We have tried to more clearly articulate our rationale for this decision as being a combination of the negative impact of miniTurboID on the growth of the cells, in combination with the apparent instability of the protein, both of which could lead to unhealthy/aberrant cell behavior. We discuss this in the first paragraph of the discussion.

Second, the advantage of short labeling (10 mins versus 18 hours) is to capture transient interactions. The authors should test or at least discuss the possibility using TurboID for studying transient protein-protein interactions, such as following stimulation with growth factors or others.

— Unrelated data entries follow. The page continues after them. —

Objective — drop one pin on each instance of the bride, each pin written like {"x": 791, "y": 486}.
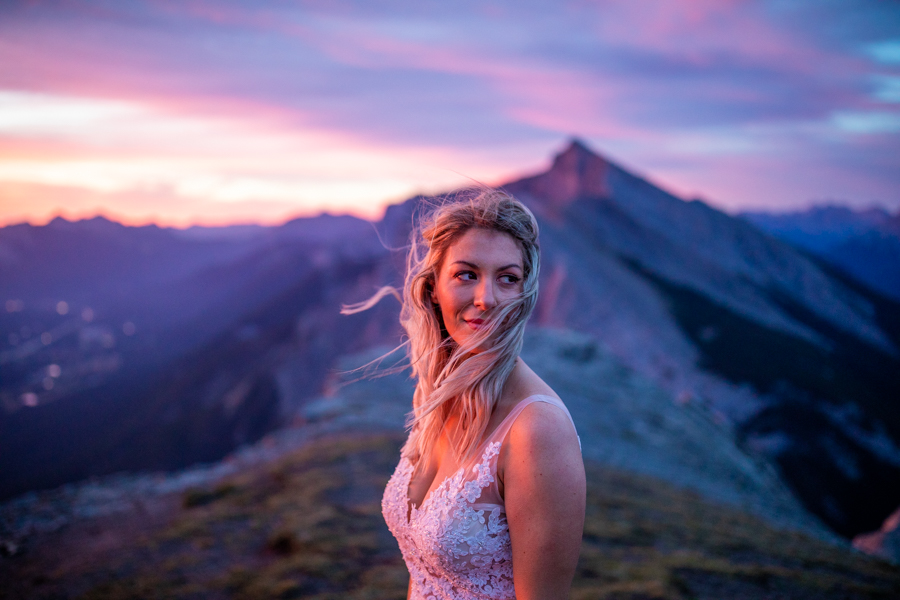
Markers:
{"x": 488, "y": 498}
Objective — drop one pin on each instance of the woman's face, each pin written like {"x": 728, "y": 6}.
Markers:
{"x": 481, "y": 269}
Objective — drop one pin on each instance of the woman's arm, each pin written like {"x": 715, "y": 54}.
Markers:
{"x": 544, "y": 492}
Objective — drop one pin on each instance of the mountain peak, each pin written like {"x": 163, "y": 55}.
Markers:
{"x": 576, "y": 172}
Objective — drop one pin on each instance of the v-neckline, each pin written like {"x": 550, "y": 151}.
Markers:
{"x": 431, "y": 491}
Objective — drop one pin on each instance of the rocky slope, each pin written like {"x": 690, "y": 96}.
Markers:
{"x": 297, "y": 515}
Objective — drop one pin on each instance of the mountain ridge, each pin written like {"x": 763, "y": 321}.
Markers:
{"x": 673, "y": 289}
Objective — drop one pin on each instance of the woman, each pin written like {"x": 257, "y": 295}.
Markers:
{"x": 488, "y": 498}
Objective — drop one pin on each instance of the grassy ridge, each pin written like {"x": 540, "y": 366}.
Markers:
{"x": 309, "y": 526}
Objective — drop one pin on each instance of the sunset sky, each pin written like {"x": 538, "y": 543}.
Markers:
{"x": 187, "y": 111}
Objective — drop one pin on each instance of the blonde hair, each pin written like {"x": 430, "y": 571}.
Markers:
{"x": 451, "y": 377}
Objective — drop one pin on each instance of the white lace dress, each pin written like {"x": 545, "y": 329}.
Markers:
{"x": 456, "y": 544}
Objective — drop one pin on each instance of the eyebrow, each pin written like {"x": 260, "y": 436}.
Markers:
{"x": 474, "y": 266}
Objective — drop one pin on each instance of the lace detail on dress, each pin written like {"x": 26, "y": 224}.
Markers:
{"x": 454, "y": 549}
{"x": 456, "y": 544}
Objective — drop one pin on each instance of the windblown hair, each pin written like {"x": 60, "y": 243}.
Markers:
{"x": 450, "y": 377}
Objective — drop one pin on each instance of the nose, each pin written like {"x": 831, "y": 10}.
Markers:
{"x": 485, "y": 296}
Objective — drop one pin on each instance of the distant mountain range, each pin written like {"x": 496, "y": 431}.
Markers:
{"x": 198, "y": 341}
{"x": 865, "y": 243}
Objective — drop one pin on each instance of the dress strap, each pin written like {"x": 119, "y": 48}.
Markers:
{"x": 499, "y": 434}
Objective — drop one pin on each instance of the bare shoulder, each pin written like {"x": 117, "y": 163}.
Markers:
{"x": 542, "y": 426}
{"x": 541, "y": 451}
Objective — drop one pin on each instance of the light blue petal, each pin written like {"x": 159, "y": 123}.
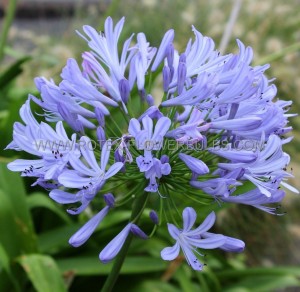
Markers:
{"x": 114, "y": 246}
{"x": 214, "y": 241}
{"x": 84, "y": 233}
{"x": 70, "y": 179}
{"x": 189, "y": 217}
{"x": 206, "y": 225}
{"x": 62, "y": 197}
{"x": 170, "y": 253}
{"x": 173, "y": 230}
{"x": 115, "y": 168}
{"x": 86, "y": 149}
{"x": 105, "y": 154}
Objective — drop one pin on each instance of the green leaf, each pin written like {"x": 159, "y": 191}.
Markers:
{"x": 40, "y": 200}
{"x": 43, "y": 273}
{"x": 264, "y": 283}
{"x": 56, "y": 239}
{"x": 5, "y": 266}
{"x": 91, "y": 265}
{"x": 12, "y": 72}
{"x": 277, "y": 271}
{"x": 154, "y": 286}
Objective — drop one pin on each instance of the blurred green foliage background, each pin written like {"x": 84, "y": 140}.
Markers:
{"x": 34, "y": 250}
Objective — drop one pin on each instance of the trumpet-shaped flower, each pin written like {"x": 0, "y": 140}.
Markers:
{"x": 189, "y": 239}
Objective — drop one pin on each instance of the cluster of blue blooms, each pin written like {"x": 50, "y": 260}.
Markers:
{"x": 205, "y": 98}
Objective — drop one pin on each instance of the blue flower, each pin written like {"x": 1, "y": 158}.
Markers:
{"x": 114, "y": 246}
{"x": 84, "y": 233}
{"x": 189, "y": 239}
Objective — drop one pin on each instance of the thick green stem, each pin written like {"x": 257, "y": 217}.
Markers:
{"x": 139, "y": 205}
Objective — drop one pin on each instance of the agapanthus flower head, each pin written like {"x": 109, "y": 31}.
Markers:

We do not believe that TurboID excels over BioID in capturing transient interactions per se, as they both are clearly capable of doing that. The longer acting BioID would simply accumulate a history of those transient interactions over a longer period of time. We do agree that a more active ligase like TurboID would be capable of capturing interactions during a more transient labeling period (e.g. during an induced biological process like DNA-damage). However, for this to be possible there would have to be no basal biotinylation by TurboID, something that was not possible in our experiments without inducible expression of the ligase combined with depletion of basal biotin from the cells prior to that induced expression. Hopefully, other investigators can use this information to more appropriately design their experiments with TurboID. This was discussed in the 5^th paragraph of the discussion.

Reviewer 3 Report

In this manuscript the authors provide a valuable comparison between BioID and TurboID. These methods are used extensively, therefore a proper comparison is very handy and important to the field. I believe the experiments and analysis were done in a very elegant manner. In the future, tt would be of a major importance to use the experimental system described here (lamin A) and correlate it with Cryo-ET in order to understand how close the biolinylated protein to the lamina and weather the BirA at the n-terminus would impose structural changes in lamin filaments or organization of the lamina.

Author Response

Response to Reviewer #3

In this manuscript the authors provide a valuable comparison between BioID and TurboID. These methods are used extensively, therefore a proper comparison is very handy and important to the field. I believe the experiments and analysis were done in a very elegant manner. In the future, tt would be of a major importance to use the experimental system described here (lamin A) and correlate it with Cryo-ET in order to understand how close the biolinylated protein to the lamina and weather the BirA at the n-terminus would impose structural changes in lamin filaments or organization of the lamina.

Thank you for your suggestion for future studies. Since there are both nuclear lamina and nucleoplasmic population of lamins, perhaps the more stable and discretely localized NPC proteins would be a better choice for the ultrastructural analysis. And we agree that the addition of a GFP-sized protein to the lamins, or any other protein is always a cause for concern as to the function of the protein.